The problem this method solves: fragmented effort
Most SME leaders who understand the need to be visible online end up facing an impossible equation. To exist on LinkedIn, you have to publish 2 to 3 times a week. To exist on Google, you have to fuel a blog with long, SEO-optimised articles. To exist in generative AI engines, you have to produce structured content crafted for LLM extraction and published in long form. Three channels, three different logics, three teams ideally — a leader who has neither one nor the other eventually gives up on two of the three, if not all three.

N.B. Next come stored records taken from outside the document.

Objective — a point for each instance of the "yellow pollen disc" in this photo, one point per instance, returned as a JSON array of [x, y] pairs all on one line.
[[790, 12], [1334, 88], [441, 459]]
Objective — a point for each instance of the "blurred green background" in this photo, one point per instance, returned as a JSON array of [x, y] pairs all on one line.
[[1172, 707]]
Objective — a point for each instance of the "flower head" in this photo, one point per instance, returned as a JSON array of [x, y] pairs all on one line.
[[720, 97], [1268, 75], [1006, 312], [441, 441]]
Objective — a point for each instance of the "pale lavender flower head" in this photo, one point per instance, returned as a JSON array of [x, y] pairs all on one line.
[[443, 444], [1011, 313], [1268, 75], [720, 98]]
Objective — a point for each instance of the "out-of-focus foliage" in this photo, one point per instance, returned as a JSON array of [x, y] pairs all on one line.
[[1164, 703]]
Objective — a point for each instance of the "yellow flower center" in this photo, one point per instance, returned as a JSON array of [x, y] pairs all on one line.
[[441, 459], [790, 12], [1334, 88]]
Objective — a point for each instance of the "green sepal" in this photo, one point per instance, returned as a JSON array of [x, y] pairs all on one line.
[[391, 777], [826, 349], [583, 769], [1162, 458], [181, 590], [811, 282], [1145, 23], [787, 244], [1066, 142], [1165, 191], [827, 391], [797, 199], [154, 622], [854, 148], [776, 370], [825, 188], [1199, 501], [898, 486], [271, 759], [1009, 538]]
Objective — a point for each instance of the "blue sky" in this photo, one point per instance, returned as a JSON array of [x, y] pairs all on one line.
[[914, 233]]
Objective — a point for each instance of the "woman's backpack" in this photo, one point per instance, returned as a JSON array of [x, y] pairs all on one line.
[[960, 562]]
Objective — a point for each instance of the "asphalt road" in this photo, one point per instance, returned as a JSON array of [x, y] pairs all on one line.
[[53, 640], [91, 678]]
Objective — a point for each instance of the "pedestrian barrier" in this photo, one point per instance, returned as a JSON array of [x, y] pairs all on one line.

The double-injection engine starts from a simple observation: the three engines value different signals but all draw from a shared substance. A piece of content that explains a precise idea well, with sourced data, a clear structure and an original perspective, is simultaneously:
- A good LinkedIn post when formatted as text with a strong hook and a short cadence
- A good SEO blog article when formatted as a long article with H2/H3 headings and internal linking
- A good GEO source when formatted as a direct answer with named entities and extractable paragraphs
So the method is not about producing 3 different pieces of content, but about producing a single editorial substance that you inject into an automatic transformation pipeline yielding 2 output formats (LinkedIn + long blog). Those 2 formats fuel the 3 engines. Hence the name: double injection (2 formats), triple distribution (3 engines).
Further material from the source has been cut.